According to the report, Q4 (October to December) was the primary growth driver, with festive and event-led advertising lifting yields even as base demand remained cautious in earlier quarters. “Publishers used pricing, position and packaged solutions to protect revenue in a slow market, especially in metros and key state capitals,” the report stated.

Print ad spends in the first quarter (Q1) of the calendar year 2025 were recorded at Rs 4,965 crore, indicating a slow start. Q2 had Rs 4,258 crore, which jumped to Rs 5,120 crore due to a festive build-up, ending with Rs 6,524 crore in Q4 of 2025.

“Advertisers bought fewer but more valuable insertions—front pages, jackets, high-impact units and curated packages—rather than chasing sheer column centimeters. This pattern is consistent with print’s shift from a frequency medium to a high-attention, high-trust environment used for launches, detailed communication and policy or tariff messaging,” the report said.

Language trends show consolidation. English volumes grew 6% (94M to 100M CC), while Hindi held steady at 121M CC, a 0% growth over 2024. Regional languages such as Marathi and Telugu declined by around 6%, indicating more selective media allocation.

Print’s trust factor

Category-wise, print growth was led by sectors that rely on trust and detailed communication, led by auto, which added over ₹200 crore to print spends from Rs 2,803 crore in 2024 to 3,036 crore in 2025. BFSI grew by ₹92 crore, while retail and fashion also saw gains. FMCG, however, declined by about 3%, acting as the biggest drag on the medium. eCommerce grew 9% as digital brands embrace print.

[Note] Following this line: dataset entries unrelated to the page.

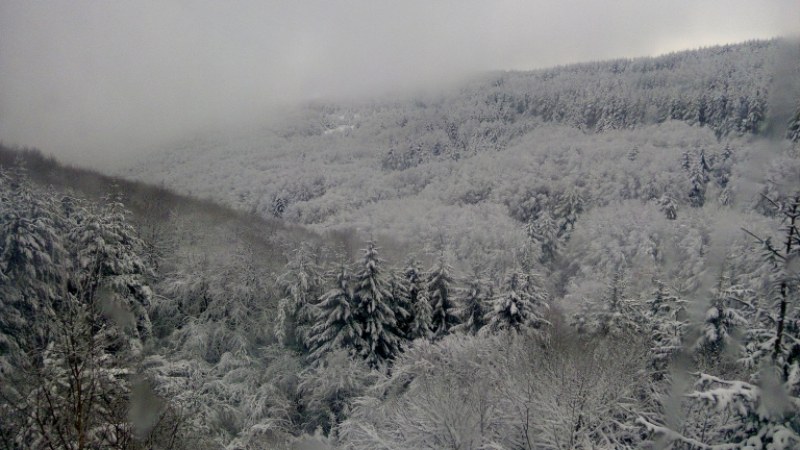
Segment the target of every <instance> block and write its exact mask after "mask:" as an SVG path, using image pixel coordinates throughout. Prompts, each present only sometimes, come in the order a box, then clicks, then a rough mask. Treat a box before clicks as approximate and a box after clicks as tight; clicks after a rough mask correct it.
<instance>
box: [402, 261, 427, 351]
mask: <svg viewBox="0 0 800 450" xmlns="http://www.w3.org/2000/svg"><path fill="white" fill-rule="evenodd" d="M403 276H404V277H405V281H406V290H405V293H406V295H407V296H408V305H409V308H410V311H409V312H410V313H411V314H410V316H409V318H410V320H409V322H408V326H407V328H406V330H405V336H406V338H407V339H408V340H412V341H413V340H414V339H420V338H421V339H430V338H431V336H432V330H431V328H432V321H433V318H432V312H431V304H430V303H429V302H428V297H427V291H426V289H425V283H424V282H423V279H422V274H421V272H420V270H419V268H418V267H417V265H416V264H410V265H409V266H408V267H407V268H406V270H405V271H404V273H403Z"/></svg>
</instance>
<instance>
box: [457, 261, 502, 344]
mask: <svg viewBox="0 0 800 450" xmlns="http://www.w3.org/2000/svg"><path fill="white" fill-rule="evenodd" d="M492 297H493V293H492V289H491V285H490V284H489V283H488V282H487V281H486V280H485V279H483V277H481V275H480V274H478V273H476V274H474V275H473V277H472V278H471V279H470V280H469V282H468V283H467V286H466V288H464V289H462V290H461V296H460V299H459V301H458V303H459V307H458V309H457V310H456V315H457V316H458V318H459V320H460V322H461V323H459V324H458V325H456V326H454V327H453V331H455V332H463V333H467V334H472V335H475V334H477V333H478V331H480V329H481V328H483V327H484V326H485V325H486V316H487V315H488V314H487V313H488V311H487V310H488V308H489V307H490V304H489V303H490V299H491V298H492Z"/></svg>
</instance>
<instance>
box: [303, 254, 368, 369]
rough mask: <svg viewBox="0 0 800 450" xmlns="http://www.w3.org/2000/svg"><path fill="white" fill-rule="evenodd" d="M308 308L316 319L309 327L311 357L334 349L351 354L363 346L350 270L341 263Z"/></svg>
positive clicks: (358, 352) (363, 344)
mask: <svg viewBox="0 0 800 450" xmlns="http://www.w3.org/2000/svg"><path fill="white" fill-rule="evenodd" d="M311 308H312V310H313V311H314V316H315V318H316V320H315V323H314V325H312V326H311V328H310V330H309V337H308V342H307V345H308V348H310V349H311V356H312V357H313V358H314V359H319V358H321V357H322V356H324V355H325V354H327V353H329V352H331V351H334V350H336V349H342V350H344V351H346V352H348V353H349V354H351V355H355V354H358V353H359V351H361V350H362V349H363V348H364V346H365V343H364V341H363V338H362V334H363V329H362V328H361V324H360V323H359V322H358V319H357V317H356V304H355V298H354V296H353V292H352V288H351V286H350V274H349V273H347V269H346V268H345V267H344V266H342V267H341V269H340V270H339V271H338V273H336V275H335V285H334V287H333V288H332V289H331V290H329V291H328V292H326V293H325V294H323V295H322V297H320V299H319V302H317V304H316V305H313V306H312V307H311Z"/></svg>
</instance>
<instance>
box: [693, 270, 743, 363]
mask: <svg viewBox="0 0 800 450" xmlns="http://www.w3.org/2000/svg"><path fill="white" fill-rule="evenodd" d="M751 294H752V293H751V292H750V291H749V290H747V289H745V288H743V287H742V286H739V285H731V281H730V277H729V276H727V275H726V274H725V273H724V272H723V273H721V274H720V275H719V278H718V282H717V287H716V288H715V289H714V290H713V291H712V293H711V305H710V307H709V309H708V310H707V311H706V315H705V318H704V320H703V323H702V324H701V329H700V337H699V338H698V340H697V342H696V343H695V346H694V347H695V350H696V351H697V352H698V353H699V354H700V356H702V357H703V358H704V359H706V360H708V361H709V362H712V363H713V362H715V361H717V360H718V359H719V357H720V356H721V355H722V353H723V351H724V350H725V349H726V348H729V347H730V346H731V345H732V344H733V342H734V341H733V339H734V335H735V333H736V332H737V330H738V329H740V328H741V327H744V326H745V325H746V324H747V318H746V316H745V314H744V313H743V310H744V309H750V308H751V305H750V304H749V303H748V302H747V298H748V297H750V295H751Z"/></svg>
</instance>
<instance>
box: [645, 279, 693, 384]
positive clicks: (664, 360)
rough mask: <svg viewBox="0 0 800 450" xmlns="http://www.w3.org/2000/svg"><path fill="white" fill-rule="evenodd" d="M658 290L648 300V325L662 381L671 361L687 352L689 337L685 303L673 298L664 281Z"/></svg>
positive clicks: (650, 338)
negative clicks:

Overall, print is evolving into a high-impact, credibility-led medium, increasingly used selectively for trust-driven and information-heavy communication rather than mass reach.

Looking ahead to 2026-27, the report says print’s role is clear as a stable but selective, yield-driven medium. “It will work hardest for auto, BFSI, real estate & home improvement, and premium education— categories that need depth, trust and regional nuance—especially in Hindi and English markets, and when tightly orchestrated with digital and large screen rather than treated as a standalone mass-reach tool.”

Digital rules in overall adex pie

Overall, in 2025, Indian advertising changed gears. On the surface, adex grew 7% on the old legacy definition to Rs 1,15,291 crore and 12% on the new expanded definition (which includes quick commerce advertising and MSME digital spends) to Rs 1,55,105 crore.

Traditional media, which includes TV, print, radio, cinema, OOH, together, shrank by Rs 739 crore from Rs 62,688 crore in 2024 to Rs 61,949 crore in 2025.

Digital, on the other hand, added Rs 8,050 crore on the legacy lens and Rs 16,895 crore on the expanded lens. The total digital adex stood at Rs 93,156 crore with a 60% share, up from Rs 76,261 crore in 2024 in the new definition.

Dentsu report

Another adex report by Dentsu says the Indian advertising industry grew by 8.3% in 2025, reaching ₹1,21,339 crore. Digital media contributed ₹71,621 crore, a dominant 59% share, while television remained the largest traditional medium with a 21% share (₹25,964 crore).

The Dentsu report put print slightly lower than Pitch-Madison, with a 14% share (₹16,594 crore). Print, it said, continued to deliver trust-led visibility in key markets and categories. Print’s share is projected to drop from 14% to 10% by 2027, according to the Dentsu report.